Киркор жил  в здании бывшего университета. Хлопцы оглянулись. Посмотрели в сторону губернаторского дворца, кинули глазом в темную арку двора Сарбевиуса. Смотритель Цезарь Георгиевич, по классному прозвищу Цербер Гаргонович, мог попасться повсюду.

Они перебежали улицу и нырнули в подъезд. Поднялись по ступеням, постучали в двери. Встретила их горничная, взяла пальто. Через щель дверей долетали голоса.

... Хозяин, увидев Гриму, развел руки, будто хотел обнять. Отечный, все еще загорелый, не смотря на то, что зима прошла, лицо его как бы потеплело от улыбки.

- Смена молодая! Надежда милой родины!  Так  что, Всеслав, это и есть твой князь?

- Да. Только он не мой, а свой.

- Одобряю, одобряю, князь. Реферат ваш о народных песнях полюбил. Исключительно. Верьте слову битого этнографа. Прошу, прошу ко мне.

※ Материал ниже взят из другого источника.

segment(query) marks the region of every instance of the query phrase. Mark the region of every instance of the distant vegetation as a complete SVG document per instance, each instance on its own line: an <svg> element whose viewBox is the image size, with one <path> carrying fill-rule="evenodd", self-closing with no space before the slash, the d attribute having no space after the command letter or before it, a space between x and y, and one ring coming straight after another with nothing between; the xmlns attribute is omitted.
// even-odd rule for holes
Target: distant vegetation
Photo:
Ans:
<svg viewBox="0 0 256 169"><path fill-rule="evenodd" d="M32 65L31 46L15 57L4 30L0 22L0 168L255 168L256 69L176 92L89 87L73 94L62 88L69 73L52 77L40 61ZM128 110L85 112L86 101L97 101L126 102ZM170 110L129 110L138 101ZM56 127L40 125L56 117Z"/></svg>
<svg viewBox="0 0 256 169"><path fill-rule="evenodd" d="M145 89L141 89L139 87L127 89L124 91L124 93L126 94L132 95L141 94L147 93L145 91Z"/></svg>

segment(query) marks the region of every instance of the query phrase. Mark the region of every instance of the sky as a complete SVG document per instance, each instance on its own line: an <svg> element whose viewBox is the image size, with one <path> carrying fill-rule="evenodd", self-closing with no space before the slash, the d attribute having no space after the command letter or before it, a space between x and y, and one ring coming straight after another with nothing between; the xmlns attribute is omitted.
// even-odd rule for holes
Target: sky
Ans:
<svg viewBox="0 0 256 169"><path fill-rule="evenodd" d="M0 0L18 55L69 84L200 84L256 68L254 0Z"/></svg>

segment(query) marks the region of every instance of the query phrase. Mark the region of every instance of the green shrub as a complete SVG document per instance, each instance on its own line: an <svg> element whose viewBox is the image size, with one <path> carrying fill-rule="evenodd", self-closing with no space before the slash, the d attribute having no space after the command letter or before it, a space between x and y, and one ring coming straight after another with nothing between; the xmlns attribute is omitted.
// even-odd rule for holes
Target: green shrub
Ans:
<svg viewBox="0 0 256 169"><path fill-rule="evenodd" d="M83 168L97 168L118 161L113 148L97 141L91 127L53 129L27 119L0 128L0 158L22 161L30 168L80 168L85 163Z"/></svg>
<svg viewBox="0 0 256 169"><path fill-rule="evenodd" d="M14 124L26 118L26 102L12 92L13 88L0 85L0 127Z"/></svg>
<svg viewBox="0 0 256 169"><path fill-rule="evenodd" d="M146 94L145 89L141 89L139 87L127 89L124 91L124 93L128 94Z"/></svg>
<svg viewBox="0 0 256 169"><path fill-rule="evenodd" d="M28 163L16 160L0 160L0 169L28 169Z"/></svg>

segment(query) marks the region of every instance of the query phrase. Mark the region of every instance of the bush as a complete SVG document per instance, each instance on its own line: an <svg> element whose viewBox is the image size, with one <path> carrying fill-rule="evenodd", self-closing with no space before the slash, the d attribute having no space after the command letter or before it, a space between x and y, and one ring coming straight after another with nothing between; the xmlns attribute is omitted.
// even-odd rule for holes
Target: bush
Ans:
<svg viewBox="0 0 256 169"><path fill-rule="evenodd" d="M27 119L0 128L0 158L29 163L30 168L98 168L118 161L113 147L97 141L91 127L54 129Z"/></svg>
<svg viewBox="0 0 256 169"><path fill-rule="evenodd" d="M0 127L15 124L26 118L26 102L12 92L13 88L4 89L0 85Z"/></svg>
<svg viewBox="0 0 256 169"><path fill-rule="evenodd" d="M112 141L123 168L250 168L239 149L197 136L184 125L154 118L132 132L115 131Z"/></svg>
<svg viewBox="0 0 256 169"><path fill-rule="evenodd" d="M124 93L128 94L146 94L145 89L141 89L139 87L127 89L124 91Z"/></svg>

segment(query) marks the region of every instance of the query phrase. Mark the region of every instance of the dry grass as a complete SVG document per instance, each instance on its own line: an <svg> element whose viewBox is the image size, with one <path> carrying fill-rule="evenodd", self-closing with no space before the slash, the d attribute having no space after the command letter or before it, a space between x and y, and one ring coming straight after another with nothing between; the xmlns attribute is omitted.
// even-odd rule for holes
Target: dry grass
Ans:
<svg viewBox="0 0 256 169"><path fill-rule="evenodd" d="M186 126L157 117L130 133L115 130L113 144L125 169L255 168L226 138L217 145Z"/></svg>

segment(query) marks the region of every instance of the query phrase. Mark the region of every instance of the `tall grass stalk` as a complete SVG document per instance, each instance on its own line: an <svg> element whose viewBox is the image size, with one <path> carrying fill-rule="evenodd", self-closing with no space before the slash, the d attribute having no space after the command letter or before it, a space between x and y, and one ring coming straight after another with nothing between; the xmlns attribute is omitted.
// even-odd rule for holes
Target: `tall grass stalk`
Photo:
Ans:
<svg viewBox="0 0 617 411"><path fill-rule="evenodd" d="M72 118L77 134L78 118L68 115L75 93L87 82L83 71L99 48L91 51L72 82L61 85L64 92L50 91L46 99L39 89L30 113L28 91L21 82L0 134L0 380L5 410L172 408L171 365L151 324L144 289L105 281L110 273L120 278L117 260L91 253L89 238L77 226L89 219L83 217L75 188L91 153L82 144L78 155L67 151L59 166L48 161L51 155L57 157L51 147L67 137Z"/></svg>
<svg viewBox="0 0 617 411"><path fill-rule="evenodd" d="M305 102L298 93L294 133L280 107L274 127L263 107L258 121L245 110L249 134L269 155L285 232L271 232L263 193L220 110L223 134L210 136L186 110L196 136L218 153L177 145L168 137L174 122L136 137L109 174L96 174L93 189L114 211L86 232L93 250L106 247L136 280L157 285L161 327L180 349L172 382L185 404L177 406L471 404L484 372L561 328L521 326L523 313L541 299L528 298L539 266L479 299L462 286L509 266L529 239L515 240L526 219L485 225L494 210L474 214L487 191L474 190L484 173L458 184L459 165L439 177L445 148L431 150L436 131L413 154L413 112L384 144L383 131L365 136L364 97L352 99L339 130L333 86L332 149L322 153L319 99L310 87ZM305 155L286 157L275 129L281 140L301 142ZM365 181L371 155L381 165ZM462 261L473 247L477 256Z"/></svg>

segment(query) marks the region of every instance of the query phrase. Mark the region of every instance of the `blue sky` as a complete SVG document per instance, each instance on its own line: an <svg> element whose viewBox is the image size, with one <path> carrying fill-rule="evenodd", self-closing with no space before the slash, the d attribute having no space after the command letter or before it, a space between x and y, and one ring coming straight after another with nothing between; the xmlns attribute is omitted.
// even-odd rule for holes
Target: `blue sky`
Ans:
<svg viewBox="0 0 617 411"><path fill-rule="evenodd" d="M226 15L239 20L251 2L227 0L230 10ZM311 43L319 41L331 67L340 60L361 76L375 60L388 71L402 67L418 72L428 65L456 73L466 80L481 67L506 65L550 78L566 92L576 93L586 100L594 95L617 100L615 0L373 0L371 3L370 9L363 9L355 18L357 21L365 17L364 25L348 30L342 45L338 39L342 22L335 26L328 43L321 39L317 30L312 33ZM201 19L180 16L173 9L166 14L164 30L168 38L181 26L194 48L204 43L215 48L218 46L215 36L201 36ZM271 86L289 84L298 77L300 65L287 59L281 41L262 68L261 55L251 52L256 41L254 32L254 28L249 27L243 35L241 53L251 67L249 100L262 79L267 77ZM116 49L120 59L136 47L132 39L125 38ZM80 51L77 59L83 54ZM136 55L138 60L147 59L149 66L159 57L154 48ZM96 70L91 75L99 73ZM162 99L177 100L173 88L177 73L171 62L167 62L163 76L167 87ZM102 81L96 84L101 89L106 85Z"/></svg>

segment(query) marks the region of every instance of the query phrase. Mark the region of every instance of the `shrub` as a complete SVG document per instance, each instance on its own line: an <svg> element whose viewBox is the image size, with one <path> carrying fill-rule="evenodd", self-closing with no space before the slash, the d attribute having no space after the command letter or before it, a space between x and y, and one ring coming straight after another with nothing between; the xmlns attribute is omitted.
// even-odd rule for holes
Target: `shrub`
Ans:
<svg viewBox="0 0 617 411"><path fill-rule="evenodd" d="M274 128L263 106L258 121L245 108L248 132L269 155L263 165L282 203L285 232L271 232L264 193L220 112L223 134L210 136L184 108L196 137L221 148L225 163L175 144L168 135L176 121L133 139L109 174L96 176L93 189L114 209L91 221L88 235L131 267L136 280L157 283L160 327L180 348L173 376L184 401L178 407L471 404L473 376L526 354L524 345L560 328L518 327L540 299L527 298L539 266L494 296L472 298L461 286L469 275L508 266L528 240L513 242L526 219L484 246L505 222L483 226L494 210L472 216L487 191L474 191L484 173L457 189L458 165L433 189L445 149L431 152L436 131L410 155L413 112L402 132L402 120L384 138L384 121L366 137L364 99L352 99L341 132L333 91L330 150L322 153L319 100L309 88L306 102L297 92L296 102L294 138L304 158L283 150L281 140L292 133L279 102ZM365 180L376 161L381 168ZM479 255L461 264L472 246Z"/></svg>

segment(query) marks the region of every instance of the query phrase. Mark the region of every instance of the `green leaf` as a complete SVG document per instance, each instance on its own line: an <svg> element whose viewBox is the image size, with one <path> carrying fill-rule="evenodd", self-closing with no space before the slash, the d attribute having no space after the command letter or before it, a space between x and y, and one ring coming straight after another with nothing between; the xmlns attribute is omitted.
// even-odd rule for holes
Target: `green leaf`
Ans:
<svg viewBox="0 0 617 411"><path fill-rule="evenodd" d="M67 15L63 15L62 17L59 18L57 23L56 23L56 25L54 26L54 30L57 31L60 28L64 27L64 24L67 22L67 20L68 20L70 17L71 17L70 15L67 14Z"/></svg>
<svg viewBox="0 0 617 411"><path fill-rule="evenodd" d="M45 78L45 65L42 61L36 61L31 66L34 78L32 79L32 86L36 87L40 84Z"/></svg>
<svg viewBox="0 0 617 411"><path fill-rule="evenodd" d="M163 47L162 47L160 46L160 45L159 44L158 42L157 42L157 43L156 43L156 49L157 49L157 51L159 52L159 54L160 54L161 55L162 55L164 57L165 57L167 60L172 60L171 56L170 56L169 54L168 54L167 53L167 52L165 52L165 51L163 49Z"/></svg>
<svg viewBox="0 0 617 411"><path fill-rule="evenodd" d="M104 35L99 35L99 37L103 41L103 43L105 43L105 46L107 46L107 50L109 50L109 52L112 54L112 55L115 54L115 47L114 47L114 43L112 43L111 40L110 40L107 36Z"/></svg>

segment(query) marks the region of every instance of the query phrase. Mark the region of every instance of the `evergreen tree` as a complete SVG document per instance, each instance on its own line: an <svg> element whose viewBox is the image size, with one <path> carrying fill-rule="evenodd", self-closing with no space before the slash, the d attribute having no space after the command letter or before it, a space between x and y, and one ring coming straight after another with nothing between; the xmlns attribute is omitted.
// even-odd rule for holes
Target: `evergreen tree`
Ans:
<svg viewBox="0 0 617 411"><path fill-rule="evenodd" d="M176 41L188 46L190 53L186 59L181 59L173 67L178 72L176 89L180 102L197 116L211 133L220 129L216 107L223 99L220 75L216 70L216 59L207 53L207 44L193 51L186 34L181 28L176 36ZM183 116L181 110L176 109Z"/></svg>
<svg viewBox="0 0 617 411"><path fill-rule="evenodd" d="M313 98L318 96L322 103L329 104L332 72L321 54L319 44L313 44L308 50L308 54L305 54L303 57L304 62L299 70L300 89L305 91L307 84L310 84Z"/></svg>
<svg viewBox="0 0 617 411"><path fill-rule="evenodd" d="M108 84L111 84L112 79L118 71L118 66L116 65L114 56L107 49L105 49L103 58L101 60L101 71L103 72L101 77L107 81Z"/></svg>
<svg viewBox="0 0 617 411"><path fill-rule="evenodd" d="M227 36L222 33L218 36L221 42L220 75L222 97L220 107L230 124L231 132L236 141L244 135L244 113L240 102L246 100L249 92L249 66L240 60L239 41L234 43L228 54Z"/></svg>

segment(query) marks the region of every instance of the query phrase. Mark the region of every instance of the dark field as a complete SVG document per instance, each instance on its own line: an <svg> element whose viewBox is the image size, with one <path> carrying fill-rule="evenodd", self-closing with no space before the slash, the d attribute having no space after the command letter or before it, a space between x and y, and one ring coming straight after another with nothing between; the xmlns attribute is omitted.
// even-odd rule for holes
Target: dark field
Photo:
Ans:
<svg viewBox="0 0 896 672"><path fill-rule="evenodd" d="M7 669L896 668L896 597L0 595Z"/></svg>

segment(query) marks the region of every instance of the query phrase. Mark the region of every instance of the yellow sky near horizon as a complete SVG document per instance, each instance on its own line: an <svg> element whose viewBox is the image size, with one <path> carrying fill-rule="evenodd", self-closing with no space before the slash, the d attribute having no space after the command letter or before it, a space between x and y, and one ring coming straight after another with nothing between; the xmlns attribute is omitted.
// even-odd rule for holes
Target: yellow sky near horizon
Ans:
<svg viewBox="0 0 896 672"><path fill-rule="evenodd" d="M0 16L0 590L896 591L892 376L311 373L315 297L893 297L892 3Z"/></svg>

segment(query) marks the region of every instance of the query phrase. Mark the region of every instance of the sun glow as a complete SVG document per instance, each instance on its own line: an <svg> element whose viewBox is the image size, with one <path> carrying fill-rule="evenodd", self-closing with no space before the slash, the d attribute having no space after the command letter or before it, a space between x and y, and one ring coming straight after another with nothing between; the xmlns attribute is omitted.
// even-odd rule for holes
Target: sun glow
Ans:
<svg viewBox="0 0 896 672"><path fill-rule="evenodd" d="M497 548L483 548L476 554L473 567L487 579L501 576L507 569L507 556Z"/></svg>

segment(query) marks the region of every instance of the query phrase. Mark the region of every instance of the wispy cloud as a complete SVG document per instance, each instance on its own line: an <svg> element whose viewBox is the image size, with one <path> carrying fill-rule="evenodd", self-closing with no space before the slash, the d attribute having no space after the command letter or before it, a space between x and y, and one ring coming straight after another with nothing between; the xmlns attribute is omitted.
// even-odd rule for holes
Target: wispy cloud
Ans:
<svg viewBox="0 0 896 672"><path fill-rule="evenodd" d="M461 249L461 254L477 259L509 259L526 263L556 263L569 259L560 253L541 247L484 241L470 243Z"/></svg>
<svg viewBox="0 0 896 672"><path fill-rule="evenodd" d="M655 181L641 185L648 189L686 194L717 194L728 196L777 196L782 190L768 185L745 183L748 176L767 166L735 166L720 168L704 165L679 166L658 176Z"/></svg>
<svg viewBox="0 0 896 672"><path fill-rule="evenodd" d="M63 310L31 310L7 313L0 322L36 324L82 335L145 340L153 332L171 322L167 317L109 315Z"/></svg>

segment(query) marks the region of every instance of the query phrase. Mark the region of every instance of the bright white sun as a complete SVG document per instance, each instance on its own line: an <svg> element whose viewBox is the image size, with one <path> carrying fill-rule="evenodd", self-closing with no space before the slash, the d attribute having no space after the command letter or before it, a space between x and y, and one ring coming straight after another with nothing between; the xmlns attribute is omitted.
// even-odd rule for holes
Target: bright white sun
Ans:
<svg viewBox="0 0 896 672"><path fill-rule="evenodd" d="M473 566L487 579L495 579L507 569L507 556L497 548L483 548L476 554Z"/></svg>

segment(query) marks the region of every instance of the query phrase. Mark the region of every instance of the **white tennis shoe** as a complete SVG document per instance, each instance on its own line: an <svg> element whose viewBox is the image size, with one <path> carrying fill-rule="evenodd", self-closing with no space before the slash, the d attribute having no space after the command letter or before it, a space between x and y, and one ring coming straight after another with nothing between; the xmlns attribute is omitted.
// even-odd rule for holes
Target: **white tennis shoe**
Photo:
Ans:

В небольшенькой гостиной с мягкой мебелью и синими стенами, украшенными медальонами из эмали и идиллическими гравюрами из народного быта, было полно людей. Курили, пили кофе у углового столика, спорили. Раздавались выкрики, смех, хлопки - видимо, награда кому-то за меткое слово. Смешивались польский, французский, белорусский языки.

- Дав-вайте, молодые люди, будьте как дома, - гостеприимно приглашал Киркор, делая,  возможно,  слишком выразительные движения маленькой стройной рукой.

Видно было, что он - не без честолюбия  - гордится и этим сборищем, и гостиной, и людьми, собранными в ней, и атмосферой остроумия, легкой игры мозговых извилин, споров и всего другого.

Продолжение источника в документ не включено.